I’ve heard a lot of stories about people using dd and wiped their data. Well, that has already happened for me. I guess I can call myself an ‘experienced CLI user’ now. I’ll tell you about it.

So, a day before my birthday (that’s March 2nd, 2022), I heard my dad complaining about bunch of stuff when he was using his laptop. Yeah, as a Linux user, I would obviously.. recommend Linux. Anyways, my dad agreed to try out Fedora so I used dd to write the ISO to a USB stick. I did that before I had my lunch so I won’t waste any time ;). Oh well, I was talking to somebody when I wrote the command, and guess what, I wrote of=/dev/sda instead of sdc—and my OS and project files were at sda. And yes, I also typed my password for sudo prompt without thinking about it, and I instantly freaked out. I ^C‘ed instantly after about 3 second, while praying to the file system God hoping that dd hasn’t destroyed anything important. I was at my another Artix install at that time which was at another disk so I didn’t feel any effect. And unfortunately, my last backup were at November 2021 (remember to always backup your files!).

I then powered off my laptop properly—and by the way, it’s pointless to power it off forcefully when you use dd (instead of deleting files, for example with rm) since dd has altered the disk data directly (without any file system crap like journaling, superblock, or whatever). After that, I booted to EndeavourOS live session from a USB stick.

gparted

My first instinct was to run GParted and run the ‘Attempt Data Rescue…’ under the ‘Device’ menu. Well, I ran that, but I felt super anxious and tried bunch of random commands that I found on the internet (don’t do this btw). I interrupted the data rescue but soon ran that again, and waited for around 2 hours. It worked—it found my missing partitions! Well, almost all, except for my ESP (EFI system partition, which is where my bootloader resides). But who cares, I can fix that easily. I mounted all the partitions and copied everything to my hard disk at sdb. Then, I remade all the partitions with parted. I wanted the exact same partition setup and I still remember all the sizes of each partitions I had so I went with that. And the weird thing is.. every of my file is intact?

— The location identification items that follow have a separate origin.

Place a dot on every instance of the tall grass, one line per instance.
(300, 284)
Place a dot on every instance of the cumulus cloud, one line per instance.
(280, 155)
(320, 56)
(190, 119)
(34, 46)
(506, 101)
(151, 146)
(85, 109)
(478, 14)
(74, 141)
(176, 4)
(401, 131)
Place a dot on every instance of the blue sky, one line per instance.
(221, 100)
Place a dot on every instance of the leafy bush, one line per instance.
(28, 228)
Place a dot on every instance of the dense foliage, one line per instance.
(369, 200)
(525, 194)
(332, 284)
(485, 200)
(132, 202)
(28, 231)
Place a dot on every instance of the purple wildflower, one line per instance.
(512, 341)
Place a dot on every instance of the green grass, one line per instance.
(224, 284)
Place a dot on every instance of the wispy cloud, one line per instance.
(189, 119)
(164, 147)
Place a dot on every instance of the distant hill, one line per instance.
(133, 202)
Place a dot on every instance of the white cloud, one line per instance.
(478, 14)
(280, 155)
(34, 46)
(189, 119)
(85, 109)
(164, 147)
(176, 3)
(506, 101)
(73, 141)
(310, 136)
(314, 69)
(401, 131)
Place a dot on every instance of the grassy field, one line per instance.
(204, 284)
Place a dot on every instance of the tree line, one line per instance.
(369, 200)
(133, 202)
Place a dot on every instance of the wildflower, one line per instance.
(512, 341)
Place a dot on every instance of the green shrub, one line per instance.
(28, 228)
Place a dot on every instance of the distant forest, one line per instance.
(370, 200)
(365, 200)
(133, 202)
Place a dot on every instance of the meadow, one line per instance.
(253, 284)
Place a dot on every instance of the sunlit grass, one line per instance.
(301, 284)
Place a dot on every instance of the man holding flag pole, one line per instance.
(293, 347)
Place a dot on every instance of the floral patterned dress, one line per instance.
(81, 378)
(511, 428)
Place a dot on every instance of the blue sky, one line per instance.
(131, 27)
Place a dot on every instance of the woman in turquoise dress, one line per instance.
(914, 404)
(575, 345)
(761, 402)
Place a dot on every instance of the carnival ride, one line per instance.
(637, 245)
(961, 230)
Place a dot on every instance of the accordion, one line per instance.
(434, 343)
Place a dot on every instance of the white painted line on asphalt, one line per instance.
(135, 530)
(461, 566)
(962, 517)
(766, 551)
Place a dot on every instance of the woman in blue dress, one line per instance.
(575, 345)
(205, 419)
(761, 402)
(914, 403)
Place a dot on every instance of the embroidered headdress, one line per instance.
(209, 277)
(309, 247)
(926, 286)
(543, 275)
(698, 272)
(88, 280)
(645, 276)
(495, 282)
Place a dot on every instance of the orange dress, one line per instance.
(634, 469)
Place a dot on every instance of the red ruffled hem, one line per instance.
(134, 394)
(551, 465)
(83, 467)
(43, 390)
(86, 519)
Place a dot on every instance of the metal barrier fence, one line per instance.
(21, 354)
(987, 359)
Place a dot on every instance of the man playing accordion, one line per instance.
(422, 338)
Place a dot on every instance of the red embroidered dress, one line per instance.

I then chroot-ed to my Artix system I had on sda and fixed the bootloader, and rebooted. Everything works.. well, almost. OpenRC halted before it could start any service because it couldn’t open my ESP to check it with fsck. The UUID has changed so it’s different than the one on my fstab file. I don’t remember how I edited it but I think I booted with bash as my init and edited the fstab so I could save time. After yet another reboot, everything was back to how it was.

So apparently, this was what happened:

  • I overwrote my GPT partition table and my protective MBR, and some part of my ESP. Nobody then could know where the boundaries between partitions are (because I overwrote the tables), but the data (after where dd stopped writing, which is around the middle of the ESP) are still there.
  • I used GParted to recover all my files, which worked.
  • I then recreated the matching partition table manually and every single UUID and the partition type, including all the data in each partitions got restored, because I used the layout and all the partition size matches the one before.

When you delete a partition, you’re just writing the partition table. You’re not actually deleting the data at the partition unless you chose to write zeroes/random data to it. Any lost data can be recovered by recreating/adding the correct partition table. I believe that the recreated partition table has to start at the same place as before, but the size can be smaller than the amount of data contained inside (though I highly recommend you make it the exact same or bigger size than before so you won’t lost any data, as some file system spread all your files across the partition so your data is actually all over the partition).

Thanks for reading my first ever real blog! And if you found any mistake here, please let me know.